By Susan Milligan
MSNBC has done a terrific story on the problem of concussions for school-age female soccer players. Girls, the experts the network interviewed, are particularly vulnerable to concussions, second only to football players in terms of risk.
But what's disappointing is the questions the reporters raised to the players and their parents: Why take the risk? Why continue to play the game?
We're not talking about skydiving here, or drag racing. This is a sport. It is a contact sport. Girls and women are more than capable of playing competitive, contact sports. The rules of the game, as well as the equipment used, should be designed to protect the players (male or female) against concussions and other damaging injuries. But why even suggest that the girls just give up soccer?
Yes, it's true that the whole soccer culture has gotten a little out of control, with parents getting as involved in the play as their child athletes. Team sports for kids are supposed to be for the kids, not the parents. Many of us have been at student games and wanted to toss out parents who are screaming or backseat coaching from the stands. But the answer to that problem, as well as the concussion problem, is not to discourage girls from soccer or other competitive sports.

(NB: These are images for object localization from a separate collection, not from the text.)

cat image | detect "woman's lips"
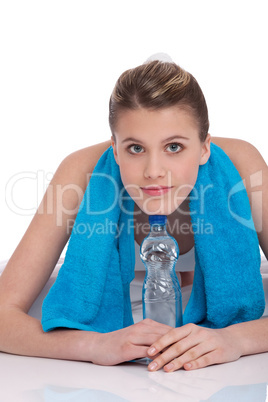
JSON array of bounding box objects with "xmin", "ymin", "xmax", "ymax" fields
[{"xmin": 141, "ymin": 186, "xmax": 173, "ymax": 196}]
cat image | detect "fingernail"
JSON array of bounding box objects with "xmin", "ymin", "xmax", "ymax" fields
[
  {"xmin": 148, "ymin": 347, "xmax": 156, "ymax": 355},
  {"xmin": 148, "ymin": 362, "xmax": 158, "ymax": 371},
  {"xmin": 184, "ymin": 363, "xmax": 192, "ymax": 369},
  {"xmin": 165, "ymin": 363, "xmax": 174, "ymax": 371}
]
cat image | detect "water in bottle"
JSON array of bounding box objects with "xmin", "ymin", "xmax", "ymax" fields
[{"xmin": 140, "ymin": 215, "xmax": 182, "ymax": 327}]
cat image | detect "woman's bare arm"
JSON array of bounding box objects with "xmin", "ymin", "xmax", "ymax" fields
[{"xmin": 0, "ymin": 140, "xmax": 111, "ymax": 358}]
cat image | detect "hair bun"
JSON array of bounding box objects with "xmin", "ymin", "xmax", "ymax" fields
[{"xmin": 144, "ymin": 52, "xmax": 174, "ymax": 64}]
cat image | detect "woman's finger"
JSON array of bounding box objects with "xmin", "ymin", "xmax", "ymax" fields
[
  {"xmin": 163, "ymin": 344, "xmax": 215, "ymax": 372},
  {"xmin": 147, "ymin": 324, "xmax": 195, "ymax": 357},
  {"xmin": 182, "ymin": 349, "xmax": 225, "ymax": 371},
  {"xmin": 148, "ymin": 337, "xmax": 209, "ymax": 371}
]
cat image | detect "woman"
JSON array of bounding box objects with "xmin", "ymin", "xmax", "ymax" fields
[{"xmin": 0, "ymin": 59, "xmax": 267, "ymax": 372}]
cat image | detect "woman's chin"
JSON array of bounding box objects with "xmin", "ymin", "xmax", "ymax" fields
[{"xmin": 135, "ymin": 199, "xmax": 179, "ymax": 216}]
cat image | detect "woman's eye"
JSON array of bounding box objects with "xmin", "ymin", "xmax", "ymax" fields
[
  {"xmin": 166, "ymin": 143, "xmax": 182, "ymax": 153},
  {"xmin": 129, "ymin": 144, "xmax": 144, "ymax": 154}
]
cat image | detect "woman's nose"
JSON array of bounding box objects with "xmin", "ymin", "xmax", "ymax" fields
[{"xmin": 143, "ymin": 156, "xmax": 166, "ymax": 180}]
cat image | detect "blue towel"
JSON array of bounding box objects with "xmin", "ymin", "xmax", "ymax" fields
[{"xmin": 41, "ymin": 144, "xmax": 265, "ymax": 332}]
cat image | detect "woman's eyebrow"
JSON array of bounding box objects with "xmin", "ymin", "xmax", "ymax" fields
[
  {"xmin": 121, "ymin": 135, "xmax": 189, "ymax": 144},
  {"xmin": 163, "ymin": 135, "xmax": 190, "ymax": 142},
  {"xmin": 121, "ymin": 137, "xmax": 141, "ymax": 144}
]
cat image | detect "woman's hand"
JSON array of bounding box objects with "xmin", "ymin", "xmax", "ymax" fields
[
  {"xmin": 146, "ymin": 323, "xmax": 243, "ymax": 372},
  {"xmin": 89, "ymin": 318, "xmax": 171, "ymax": 366}
]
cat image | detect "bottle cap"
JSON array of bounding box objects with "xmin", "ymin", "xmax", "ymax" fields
[{"xmin": 149, "ymin": 215, "xmax": 167, "ymax": 225}]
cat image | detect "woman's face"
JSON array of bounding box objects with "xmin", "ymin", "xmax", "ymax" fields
[{"xmin": 111, "ymin": 107, "xmax": 211, "ymax": 216}]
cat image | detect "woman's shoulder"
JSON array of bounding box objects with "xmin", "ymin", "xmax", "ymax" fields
[
  {"xmin": 55, "ymin": 139, "xmax": 112, "ymax": 191},
  {"xmin": 211, "ymin": 136, "xmax": 267, "ymax": 177},
  {"xmin": 212, "ymin": 136, "xmax": 258, "ymax": 158},
  {"xmin": 61, "ymin": 139, "xmax": 112, "ymax": 173}
]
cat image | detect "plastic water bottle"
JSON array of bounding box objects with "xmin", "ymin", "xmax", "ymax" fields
[{"xmin": 140, "ymin": 215, "xmax": 182, "ymax": 327}]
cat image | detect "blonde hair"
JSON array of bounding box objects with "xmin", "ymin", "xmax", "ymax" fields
[{"xmin": 109, "ymin": 60, "xmax": 209, "ymax": 142}]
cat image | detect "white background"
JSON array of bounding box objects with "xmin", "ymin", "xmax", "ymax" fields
[{"xmin": 0, "ymin": 0, "xmax": 267, "ymax": 261}]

Title IX, which forced schools to achieve parity in sports offered for males and females, has had a tremendous impact for the positive on the girls and women. Females who participate in competitive sports are more confident. They see their bodies as instruments of athletics and not just as something to dress up. They learn (we hope, unless they have bad parents) to win gracefully and to lose gracefully. They learn that competition is not just for boys and men, and that makes the females more ready to compete in the work world later on.

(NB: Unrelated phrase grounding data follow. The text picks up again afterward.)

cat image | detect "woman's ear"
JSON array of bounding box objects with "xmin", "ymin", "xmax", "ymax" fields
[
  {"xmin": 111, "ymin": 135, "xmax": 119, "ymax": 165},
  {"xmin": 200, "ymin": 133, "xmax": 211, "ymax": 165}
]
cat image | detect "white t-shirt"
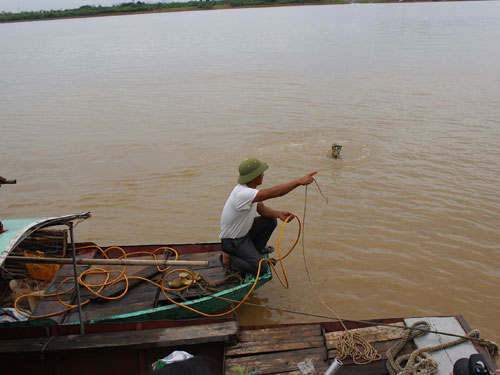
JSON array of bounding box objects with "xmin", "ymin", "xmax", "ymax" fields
[{"xmin": 220, "ymin": 184, "xmax": 259, "ymax": 239}]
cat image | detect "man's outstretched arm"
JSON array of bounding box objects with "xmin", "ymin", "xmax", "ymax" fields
[{"xmin": 253, "ymin": 172, "xmax": 317, "ymax": 203}]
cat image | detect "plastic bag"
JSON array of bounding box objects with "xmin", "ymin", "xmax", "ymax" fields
[
  {"xmin": 297, "ymin": 359, "xmax": 316, "ymax": 375},
  {"xmin": 153, "ymin": 350, "xmax": 193, "ymax": 370}
]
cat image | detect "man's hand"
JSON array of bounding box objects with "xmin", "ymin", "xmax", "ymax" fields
[
  {"xmin": 278, "ymin": 211, "xmax": 295, "ymax": 222},
  {"xmin": 298, "ymin": 171, "xmax": 317, "ymax": 186}
]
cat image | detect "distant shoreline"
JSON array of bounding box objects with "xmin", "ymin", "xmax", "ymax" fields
[
  {"xmin": 0, "ymin": 0, "xmax": 465, "ymax": 24},
  {"xmin": 0, "ymin": 4, "xmax": 331, "ymax": 23}
]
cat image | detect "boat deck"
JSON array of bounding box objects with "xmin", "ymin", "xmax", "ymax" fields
[
  {"xmin": 225, "ymin": 322, "xmax": 414, "ymax": 375},
  {"xmin": 30, "ymin": 248, "xmax": 239, "ymax": 324},
  {"xmin": 226, "ymin": 323, "xmax": 331, "ymax": 374},
  {"xmin": 224, "ymin": 316, "xmax": 496, "ymax": 375}
]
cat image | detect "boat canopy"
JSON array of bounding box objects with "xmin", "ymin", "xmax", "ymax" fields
[{"xmin": 0, "ymin": 212, "xmax": 91, "ymax": 267}]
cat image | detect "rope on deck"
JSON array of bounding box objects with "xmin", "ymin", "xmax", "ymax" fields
[{"xmin": 386, "ymin": 320, "xmax": 481, "ymax": 375}]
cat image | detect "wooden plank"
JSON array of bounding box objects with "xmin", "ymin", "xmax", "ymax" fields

We should be long past the era when we accepted injuries-even the occasional devastating one-among male football and hockey players, but couldn't imagine it among female athletes. It's the same mindset that had people for so long unable to accept the idea of women in combat. Women now do fight and die in wars, and those deaths are tragic, too. But that doesn't stop the nation from going to war.
So why discourage girls or anyone else from soccer-especially when childhood obesity is such a troubling trend? Make the game safer; make the rules safer, and make the equipment better. Girls might need to be protected from the threat of concussions. But "protecting" them by steering them away from soccer or any other sport makes them weaker in the long term.